A few months ago I heard good advice for military families moving to new duty stations. The impulse is to spend your first six months unpacking and getting your new house in order and to spend the last six months packing and waiting for the next move. As a result, you spend a year of your three-year tour puttering around the house when you could be exploring your new community. (The other two years are spent wondering where you will be moving next, but that’s another issue.)
We have now been in Singapore for two and a half months. In that time we have already traveled to the Philippines, Malaysia, and back to California. So it is no wonder that today was the first day we felt okay with inviting friends over for dinner. About fifteen of the 300 moving boxes remain and most things on the floor are in semi-organized piles.

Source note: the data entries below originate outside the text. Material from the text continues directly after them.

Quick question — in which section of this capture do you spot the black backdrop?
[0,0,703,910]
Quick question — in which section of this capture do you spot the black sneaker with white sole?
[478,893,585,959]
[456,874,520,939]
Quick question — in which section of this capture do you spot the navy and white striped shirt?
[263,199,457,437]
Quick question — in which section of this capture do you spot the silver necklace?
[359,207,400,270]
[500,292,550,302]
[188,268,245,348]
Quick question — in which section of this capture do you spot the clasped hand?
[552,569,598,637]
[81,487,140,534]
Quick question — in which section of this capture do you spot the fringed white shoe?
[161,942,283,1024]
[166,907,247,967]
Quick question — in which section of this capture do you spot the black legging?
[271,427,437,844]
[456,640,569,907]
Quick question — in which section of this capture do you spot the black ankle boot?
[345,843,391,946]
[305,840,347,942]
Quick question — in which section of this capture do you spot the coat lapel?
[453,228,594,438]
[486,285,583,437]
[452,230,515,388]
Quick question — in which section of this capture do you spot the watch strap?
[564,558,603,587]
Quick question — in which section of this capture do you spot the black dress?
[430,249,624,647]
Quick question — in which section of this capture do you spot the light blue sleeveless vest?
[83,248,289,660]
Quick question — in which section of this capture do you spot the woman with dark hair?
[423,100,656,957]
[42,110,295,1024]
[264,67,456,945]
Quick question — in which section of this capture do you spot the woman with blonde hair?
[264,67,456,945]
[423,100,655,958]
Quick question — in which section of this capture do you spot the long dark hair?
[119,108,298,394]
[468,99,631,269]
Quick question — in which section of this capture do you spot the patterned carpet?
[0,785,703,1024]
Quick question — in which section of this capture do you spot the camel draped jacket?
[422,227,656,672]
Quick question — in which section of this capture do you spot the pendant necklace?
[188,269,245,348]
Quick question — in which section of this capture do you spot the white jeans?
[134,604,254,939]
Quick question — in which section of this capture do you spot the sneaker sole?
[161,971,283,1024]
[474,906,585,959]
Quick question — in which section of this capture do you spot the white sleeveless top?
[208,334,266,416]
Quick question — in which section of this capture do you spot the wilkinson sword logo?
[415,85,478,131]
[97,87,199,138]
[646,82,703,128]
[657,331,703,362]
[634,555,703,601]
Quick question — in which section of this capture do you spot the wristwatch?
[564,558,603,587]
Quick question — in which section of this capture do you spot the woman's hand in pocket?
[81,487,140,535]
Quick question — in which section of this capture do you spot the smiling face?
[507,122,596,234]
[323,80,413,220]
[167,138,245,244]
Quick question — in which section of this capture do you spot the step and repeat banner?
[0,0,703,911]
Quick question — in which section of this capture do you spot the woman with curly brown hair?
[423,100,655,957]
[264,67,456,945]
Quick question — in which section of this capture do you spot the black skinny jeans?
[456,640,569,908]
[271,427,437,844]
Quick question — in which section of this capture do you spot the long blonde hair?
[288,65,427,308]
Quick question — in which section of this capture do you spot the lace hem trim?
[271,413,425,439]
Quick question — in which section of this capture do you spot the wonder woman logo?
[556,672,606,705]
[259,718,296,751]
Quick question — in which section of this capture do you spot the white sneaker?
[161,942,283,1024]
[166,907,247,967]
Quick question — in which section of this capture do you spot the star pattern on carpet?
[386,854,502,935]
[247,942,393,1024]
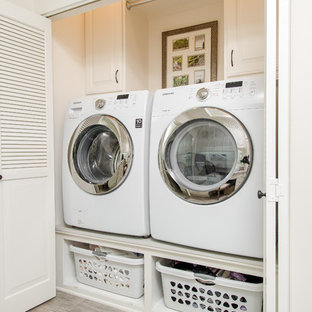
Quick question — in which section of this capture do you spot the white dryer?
[63,91,151,236]
[150,76,264,258]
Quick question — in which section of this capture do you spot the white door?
[263,0,280,312]
[0,0,55,312]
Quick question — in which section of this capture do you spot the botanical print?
[194,35,205,51]
[172,38,189,51]
[187,54,205,67]
[194,69,205,83]
[172,56,182,71]
[173,75,189,87]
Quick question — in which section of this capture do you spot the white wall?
[7,0,35,12]
[148,0,224,91]
[290,0,312,312]
[52,14,85,223]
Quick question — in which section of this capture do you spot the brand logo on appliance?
[135,118,143,128]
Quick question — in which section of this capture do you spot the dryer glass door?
[68,115,133,194]
[159,107,252,204]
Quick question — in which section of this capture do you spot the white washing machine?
[150,76,264,258]
[63,91,151,236]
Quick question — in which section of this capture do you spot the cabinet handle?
[231,49,234,67]
[115,69,118,83]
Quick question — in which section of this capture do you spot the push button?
[196,88,209,101]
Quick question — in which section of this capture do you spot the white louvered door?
[0,0,55,312]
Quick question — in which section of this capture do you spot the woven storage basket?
[156,261,262,312]
[70,245,144,298]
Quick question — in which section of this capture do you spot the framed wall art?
[162,21,218,88]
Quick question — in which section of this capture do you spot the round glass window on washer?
[74,125,120,184]
[68,115,133,194]
[159,107,252,204]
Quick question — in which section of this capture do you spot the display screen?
[225,81,243,88]
[117,94,129,100]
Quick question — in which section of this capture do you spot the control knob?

One of our neighbors is a Coast Guard family with a little girl a few months younger than Citrus. Sometimes they play together, and other times they play along side each other, and they seem to get along well. Each of them was competitive, in a polite way. After each claimed that she was the tallest, they got down to business. PCS (Permanent Change of Station) boasts.
Nearly every time I have heard a public speaker in the milspouse community — at a family deployment briefing, conferences, magazine articles — the introduction includes the number of moves the family has endured:
Kelly has moved 18 times in fourteen years and has been through five deployments!
So tonight we had two three-year-olds. One started with an innocent, “I used to live in another house.” And then my daughter recited that she lived in Virginia Beach when she was a baby, and then in “downtown Silver Spring, Maryland when I was 2 years old and also in downtown Silver Spring, Maryland when I was 3 years old.”
As with the milspouses, I half expected her to follow this throwdown with a break-dance spin and pose. Top that, _____!
It was a stalemate so things did not degenerate. They moved on and made sugar cookies with a set of cookie cutters my mom gave to us several months ago.